We analyzed data of 113 consecutive ECP (age = 55.4 ± 9.9 years; tumor size = 8.6 ± 3.2 cm) radically operated and monitored in 1975-2014 (m = 83, f = 30; Lewis = 43, Garlock = 70, combined E with resection of trachea, bronchus, lung, aorta, VCS, pericardium, liver, pancreas, diaphragm, colon, splenectomy = 113; only surgery-S = 83, adjuvant chemoimmunoradiotherapy-AT = 30: 5FU + thymalin/taktivin +radiotherapy 45-50Gy; T4 = 113; N0 = 29, N1 = 5, N2 = 79, M0 = 113; G1 = 29, G2 = 17, G3 = 67; squamous = 44, adenocarcinoma = 61, mix = 8. Multivariate Cox modeling, clustering, SEPATH, Monte Carlo, bootstrap and neural networks computing were used to determine any significant dependence.
Overall life span (LS) was 1123.8 ± 1463.6 days and cumulative 5YS reached 24.8%, 10 years – 14.5%, 20 years – 7.2%. 17 ECP lived more than 5 years without cancer. 73 ECP died because of EC. AT significantly improved 5YS (38.8% vs. 22.4%) (P = 0.027). Cox modeling displayed (Chi2 = 98.1, df = 18, P = 0.000) that 5YS of ECP significantly depended on: tumor growth, age, gender, blood cells, cell ratio factors (ratio between cancer cells and blood cells subpopulations), prothrombin index, residual nitrogen, hemorrhage time (P = 0.000-0.015).
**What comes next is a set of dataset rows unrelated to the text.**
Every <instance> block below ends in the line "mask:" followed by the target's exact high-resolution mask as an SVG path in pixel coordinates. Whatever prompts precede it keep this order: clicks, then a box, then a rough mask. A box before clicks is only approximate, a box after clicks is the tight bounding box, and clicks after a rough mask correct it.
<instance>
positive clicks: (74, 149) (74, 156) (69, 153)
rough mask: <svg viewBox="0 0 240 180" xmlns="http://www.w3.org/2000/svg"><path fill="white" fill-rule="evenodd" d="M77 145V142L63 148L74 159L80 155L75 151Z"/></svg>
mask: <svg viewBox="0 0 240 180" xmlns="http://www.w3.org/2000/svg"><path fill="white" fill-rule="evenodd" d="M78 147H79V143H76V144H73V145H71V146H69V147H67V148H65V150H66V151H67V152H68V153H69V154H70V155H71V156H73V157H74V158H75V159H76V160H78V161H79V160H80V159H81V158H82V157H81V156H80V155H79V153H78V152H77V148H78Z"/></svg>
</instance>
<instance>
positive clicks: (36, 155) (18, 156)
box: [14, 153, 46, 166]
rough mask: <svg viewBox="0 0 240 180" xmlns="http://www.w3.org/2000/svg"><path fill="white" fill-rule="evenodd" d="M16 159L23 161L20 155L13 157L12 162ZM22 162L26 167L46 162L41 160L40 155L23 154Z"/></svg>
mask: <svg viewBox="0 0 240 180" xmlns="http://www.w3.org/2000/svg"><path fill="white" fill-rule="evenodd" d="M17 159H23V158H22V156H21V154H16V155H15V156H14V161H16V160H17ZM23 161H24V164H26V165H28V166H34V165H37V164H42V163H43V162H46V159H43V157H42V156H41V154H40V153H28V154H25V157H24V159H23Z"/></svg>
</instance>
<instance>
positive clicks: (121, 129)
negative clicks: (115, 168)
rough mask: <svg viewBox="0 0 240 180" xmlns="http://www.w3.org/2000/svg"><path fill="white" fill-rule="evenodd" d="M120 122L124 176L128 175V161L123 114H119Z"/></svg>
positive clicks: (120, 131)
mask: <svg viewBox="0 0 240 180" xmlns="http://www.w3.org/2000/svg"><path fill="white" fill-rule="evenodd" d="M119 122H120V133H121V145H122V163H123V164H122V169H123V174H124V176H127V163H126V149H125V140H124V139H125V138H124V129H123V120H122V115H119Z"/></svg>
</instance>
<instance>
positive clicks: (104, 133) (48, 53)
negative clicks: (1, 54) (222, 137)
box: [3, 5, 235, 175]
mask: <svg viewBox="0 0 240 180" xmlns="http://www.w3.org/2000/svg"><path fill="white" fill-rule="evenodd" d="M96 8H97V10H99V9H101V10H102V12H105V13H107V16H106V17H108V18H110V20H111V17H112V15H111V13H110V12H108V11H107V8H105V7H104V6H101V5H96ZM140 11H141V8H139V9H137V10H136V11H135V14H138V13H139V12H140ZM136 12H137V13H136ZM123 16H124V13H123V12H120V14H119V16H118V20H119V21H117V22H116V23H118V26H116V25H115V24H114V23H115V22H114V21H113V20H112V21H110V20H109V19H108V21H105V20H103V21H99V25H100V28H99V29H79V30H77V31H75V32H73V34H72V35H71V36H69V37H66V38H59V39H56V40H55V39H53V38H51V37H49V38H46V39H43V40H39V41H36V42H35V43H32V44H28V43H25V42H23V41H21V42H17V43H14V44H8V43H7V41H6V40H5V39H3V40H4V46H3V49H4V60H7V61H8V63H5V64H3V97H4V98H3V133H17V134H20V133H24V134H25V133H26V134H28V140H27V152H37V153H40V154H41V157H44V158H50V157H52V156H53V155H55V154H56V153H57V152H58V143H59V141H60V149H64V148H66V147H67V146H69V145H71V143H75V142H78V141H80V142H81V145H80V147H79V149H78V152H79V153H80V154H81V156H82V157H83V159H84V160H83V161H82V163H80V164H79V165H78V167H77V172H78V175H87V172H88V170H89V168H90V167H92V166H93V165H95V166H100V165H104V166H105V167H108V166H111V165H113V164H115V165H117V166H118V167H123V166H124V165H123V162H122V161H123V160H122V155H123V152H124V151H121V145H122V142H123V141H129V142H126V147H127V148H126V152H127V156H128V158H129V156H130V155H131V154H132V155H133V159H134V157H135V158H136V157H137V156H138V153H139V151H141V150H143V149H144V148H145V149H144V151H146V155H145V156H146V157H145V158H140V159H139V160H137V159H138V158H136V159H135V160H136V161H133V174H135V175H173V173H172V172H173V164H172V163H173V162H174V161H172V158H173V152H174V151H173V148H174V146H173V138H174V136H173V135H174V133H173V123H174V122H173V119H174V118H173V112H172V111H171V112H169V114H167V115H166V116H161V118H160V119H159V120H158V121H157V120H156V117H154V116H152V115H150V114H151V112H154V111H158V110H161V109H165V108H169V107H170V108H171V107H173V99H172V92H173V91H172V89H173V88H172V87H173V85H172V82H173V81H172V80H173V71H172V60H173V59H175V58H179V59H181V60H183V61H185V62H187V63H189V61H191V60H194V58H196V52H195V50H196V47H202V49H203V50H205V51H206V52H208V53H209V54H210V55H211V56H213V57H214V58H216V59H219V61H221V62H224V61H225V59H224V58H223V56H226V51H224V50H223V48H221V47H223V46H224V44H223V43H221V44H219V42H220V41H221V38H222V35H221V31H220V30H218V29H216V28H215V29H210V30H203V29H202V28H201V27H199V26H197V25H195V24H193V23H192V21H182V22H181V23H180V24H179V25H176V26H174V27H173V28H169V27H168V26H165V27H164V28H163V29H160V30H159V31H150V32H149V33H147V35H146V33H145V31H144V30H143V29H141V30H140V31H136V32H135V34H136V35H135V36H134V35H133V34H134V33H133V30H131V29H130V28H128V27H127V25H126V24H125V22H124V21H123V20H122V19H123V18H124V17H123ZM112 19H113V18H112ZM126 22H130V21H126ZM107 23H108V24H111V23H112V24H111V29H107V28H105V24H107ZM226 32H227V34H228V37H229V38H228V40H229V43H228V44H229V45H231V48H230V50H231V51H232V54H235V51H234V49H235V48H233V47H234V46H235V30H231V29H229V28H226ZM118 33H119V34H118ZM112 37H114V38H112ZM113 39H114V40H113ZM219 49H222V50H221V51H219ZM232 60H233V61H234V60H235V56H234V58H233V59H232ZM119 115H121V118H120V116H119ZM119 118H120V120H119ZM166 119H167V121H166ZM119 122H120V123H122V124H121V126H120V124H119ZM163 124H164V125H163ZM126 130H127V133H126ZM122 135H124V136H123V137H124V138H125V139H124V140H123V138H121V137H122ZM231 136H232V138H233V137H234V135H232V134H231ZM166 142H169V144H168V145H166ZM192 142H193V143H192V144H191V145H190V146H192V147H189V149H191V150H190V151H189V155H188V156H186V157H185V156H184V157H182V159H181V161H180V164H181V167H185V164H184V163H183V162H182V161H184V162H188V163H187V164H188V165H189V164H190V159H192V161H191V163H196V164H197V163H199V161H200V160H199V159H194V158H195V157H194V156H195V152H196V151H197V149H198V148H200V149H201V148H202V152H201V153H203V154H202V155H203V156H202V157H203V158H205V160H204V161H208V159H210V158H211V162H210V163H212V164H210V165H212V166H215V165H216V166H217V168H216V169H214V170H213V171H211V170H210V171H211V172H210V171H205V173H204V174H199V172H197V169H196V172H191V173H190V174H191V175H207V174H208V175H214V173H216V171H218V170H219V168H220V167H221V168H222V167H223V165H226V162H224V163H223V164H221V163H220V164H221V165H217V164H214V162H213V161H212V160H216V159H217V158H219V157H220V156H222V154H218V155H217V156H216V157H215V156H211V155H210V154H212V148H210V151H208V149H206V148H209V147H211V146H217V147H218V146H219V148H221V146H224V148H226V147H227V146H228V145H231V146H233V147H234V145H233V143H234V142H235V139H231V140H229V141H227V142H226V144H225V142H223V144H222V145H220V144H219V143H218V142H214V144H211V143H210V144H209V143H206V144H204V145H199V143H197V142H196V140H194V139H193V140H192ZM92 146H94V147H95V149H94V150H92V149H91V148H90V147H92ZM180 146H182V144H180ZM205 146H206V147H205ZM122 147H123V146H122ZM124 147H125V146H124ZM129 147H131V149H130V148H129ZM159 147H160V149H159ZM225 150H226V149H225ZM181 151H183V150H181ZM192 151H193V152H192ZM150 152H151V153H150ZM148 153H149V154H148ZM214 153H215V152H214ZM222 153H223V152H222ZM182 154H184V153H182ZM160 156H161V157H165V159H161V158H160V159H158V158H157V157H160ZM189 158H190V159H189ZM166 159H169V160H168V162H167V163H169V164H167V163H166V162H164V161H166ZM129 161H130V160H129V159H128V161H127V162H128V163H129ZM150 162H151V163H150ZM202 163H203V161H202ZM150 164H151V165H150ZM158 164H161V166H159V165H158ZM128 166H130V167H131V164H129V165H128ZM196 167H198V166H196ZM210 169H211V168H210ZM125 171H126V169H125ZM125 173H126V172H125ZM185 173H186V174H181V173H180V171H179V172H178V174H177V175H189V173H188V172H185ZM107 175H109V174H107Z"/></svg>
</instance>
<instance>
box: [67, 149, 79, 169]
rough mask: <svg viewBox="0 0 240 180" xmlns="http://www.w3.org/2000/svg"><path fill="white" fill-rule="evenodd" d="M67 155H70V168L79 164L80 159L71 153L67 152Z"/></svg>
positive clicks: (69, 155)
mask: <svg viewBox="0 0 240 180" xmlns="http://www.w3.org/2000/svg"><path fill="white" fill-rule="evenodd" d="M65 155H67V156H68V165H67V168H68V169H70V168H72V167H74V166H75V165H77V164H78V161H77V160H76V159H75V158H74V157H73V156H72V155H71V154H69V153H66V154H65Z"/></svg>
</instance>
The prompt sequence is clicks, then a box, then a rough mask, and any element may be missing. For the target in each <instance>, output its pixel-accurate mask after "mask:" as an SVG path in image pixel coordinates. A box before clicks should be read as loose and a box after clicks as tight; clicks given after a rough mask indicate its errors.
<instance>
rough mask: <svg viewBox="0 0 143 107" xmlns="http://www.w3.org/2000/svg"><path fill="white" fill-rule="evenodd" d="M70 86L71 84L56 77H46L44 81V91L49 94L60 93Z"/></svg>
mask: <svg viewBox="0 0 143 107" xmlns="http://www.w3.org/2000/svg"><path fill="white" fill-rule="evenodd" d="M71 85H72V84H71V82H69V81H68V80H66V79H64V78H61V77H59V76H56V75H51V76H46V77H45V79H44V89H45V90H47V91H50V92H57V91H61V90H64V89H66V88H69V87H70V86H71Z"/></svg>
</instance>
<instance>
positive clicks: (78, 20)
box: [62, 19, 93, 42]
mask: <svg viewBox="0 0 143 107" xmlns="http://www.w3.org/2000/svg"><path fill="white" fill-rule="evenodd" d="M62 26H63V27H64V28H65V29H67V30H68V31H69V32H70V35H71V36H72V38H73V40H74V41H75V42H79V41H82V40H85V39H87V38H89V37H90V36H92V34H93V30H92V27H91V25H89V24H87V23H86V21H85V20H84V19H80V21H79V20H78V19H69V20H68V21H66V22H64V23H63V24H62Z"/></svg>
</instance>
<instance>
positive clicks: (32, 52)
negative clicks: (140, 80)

Neural networks, genetic algorithm selection and bootstrap simulation revealed relationships between 5YS and gender (rank = 1), prothrombin index (rank = 2), glucose (3), leucocytes (4), lymphocytes (5), histology (6), tumor growth (7). Correct prediction of 5YS was 100% by neural networks computing.
5YS of local advanced ECP after radical procedures significantly depended on: tumor characteristics, blood cell circuit, biochemical factors, hemostasis system, anthropometric data and adjuvant treatment.